The fourth generation of DLSS was unveiled alongside the GeForce RTX 50 series. DLSS 4 upscaling uses a new vision transformer-based model for enhanced image quality with reduced ghosting and greater image stability in motion compared to the previous convolutional neural network model. DLSS 4 allows a greater number of frames to be generated and interpolated based on a single traditionally rendered frame. This form of frame generation called Multi Frame Generation is exclusive to the GeForce RTX 50 series while the GeForce RTX 40 series is limited to one interpolated frame per traditionally rendered frame. Nvidia claims that DLSS 4x Frame Generation model uses 30% less video memory with the example of Warhammer 40,000: Darktide using 400MB less memory at 4K resolution with Frame Generation enabled. Nvidia claims that 75 games will integrate DLSS 4 Multi Frame Generation at launch, including Alan Wake 2, Cyberpunk 2077, Indiana Jones and the Great Circle, and Star Wars Outlaws.

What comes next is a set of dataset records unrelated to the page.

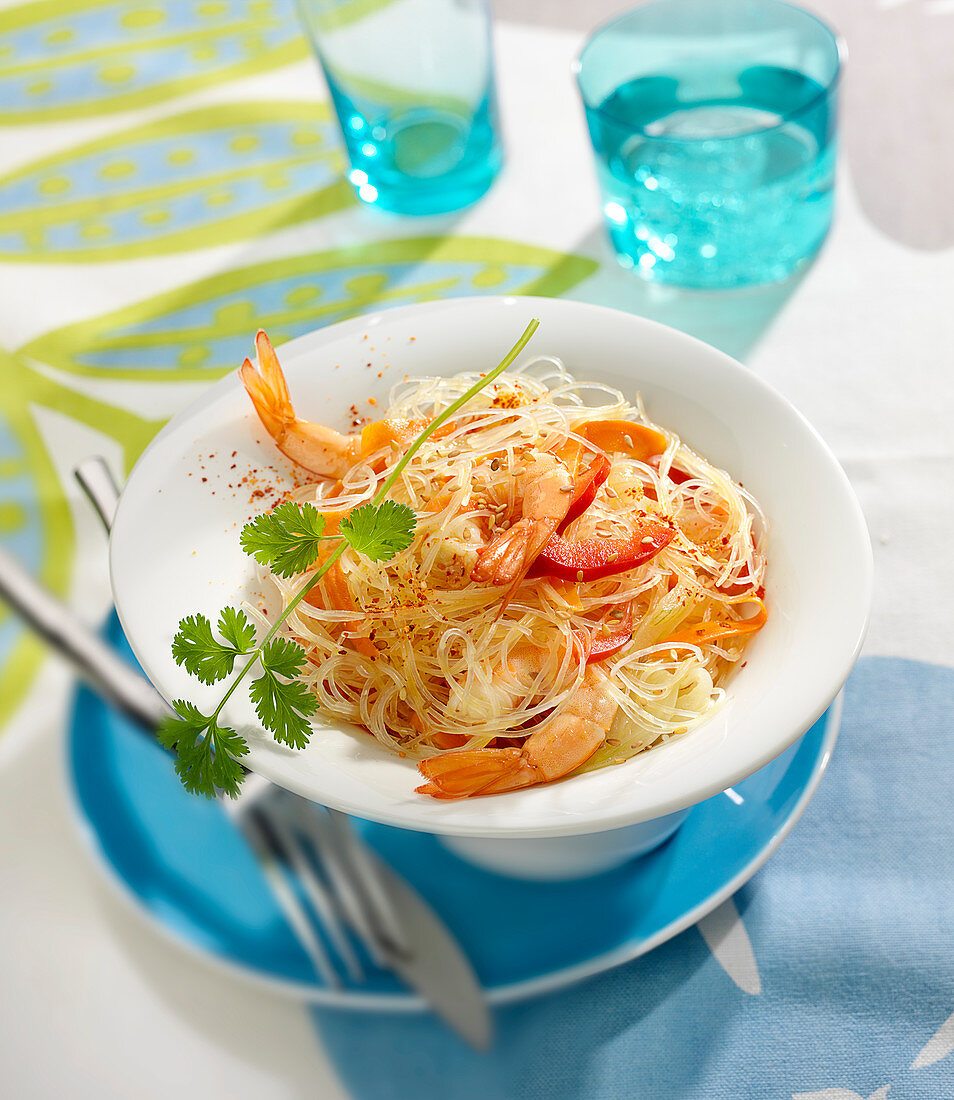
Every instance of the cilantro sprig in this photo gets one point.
(288, 540)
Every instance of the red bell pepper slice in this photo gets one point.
(585, 491)
(591, 559)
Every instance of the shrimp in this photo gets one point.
(319, 449)
(547, 492)
(555, 749)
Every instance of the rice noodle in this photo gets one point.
(441, 641)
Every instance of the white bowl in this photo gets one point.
(175, 550)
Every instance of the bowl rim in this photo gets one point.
(401, 813)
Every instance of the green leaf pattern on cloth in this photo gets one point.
(189, 180)
(74, 58)
(160, 186)
(205, 329)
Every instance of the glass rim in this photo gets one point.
(824, 91)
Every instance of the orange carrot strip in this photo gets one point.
(714, 629)
(624, 437)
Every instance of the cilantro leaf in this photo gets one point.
(380, 530)
(286, 540)
(283, 656)
(283, 707)
(236, 628)
(207, 754)
(203, 655)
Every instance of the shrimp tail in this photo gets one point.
(477, 771)
(319, 449)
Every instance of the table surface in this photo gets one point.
(95, 1003)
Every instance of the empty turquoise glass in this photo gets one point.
(713, 125)
(413, 86)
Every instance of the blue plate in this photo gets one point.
(181, 861)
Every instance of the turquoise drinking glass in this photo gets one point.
(713, 124)
(413, 87)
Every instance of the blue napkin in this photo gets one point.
(852, 928)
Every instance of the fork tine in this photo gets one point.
(319, 897)
(267, 849)
(369, 882)
(317, 827)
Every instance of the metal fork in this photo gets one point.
(273, 822)
(291, 837)
(394, 924)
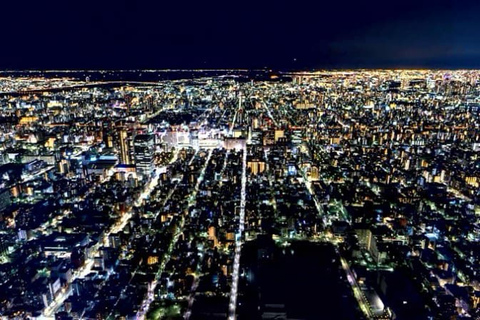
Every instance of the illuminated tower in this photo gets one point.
(144, 149)
(123, 142)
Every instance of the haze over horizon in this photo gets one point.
(304, 35)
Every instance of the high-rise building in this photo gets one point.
(123, 143)
(144, 149)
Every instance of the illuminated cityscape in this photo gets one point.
(240, 194)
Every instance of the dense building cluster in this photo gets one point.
(333, 195)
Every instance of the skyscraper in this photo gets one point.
(144, 149)
(123, 142)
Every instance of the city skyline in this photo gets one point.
(149, 35)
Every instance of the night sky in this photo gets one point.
(297, 34)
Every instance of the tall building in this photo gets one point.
(124, 150)
(144, 149)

GeForce RTX 20 seriesGeForce RTX 30 seriesGeForce RTX 40 seriesGeForce RTX 50 series
Transformer Model
2× Frame Generation
3–4× Frame Generation

DLSS 4.5

DLSS 4.5 introduces Dynamic Multi Frame Generation, which can dynamically generate up to 6x the amount of frames for GeForce RTX 50-series GPUs, and upgrades the transformer model used for upscaling to a second-generation model for better temporal stability, ghosting and anti-aliasing.
On RTX 30 series and older, DLSS 4.5 is around 5 times more computationally demanding because "Nvidia is leveraging FP8 precision in RTX 40 and RTX 50 series cards for DLSS 4.5 to lessen the performance impact on newer cards."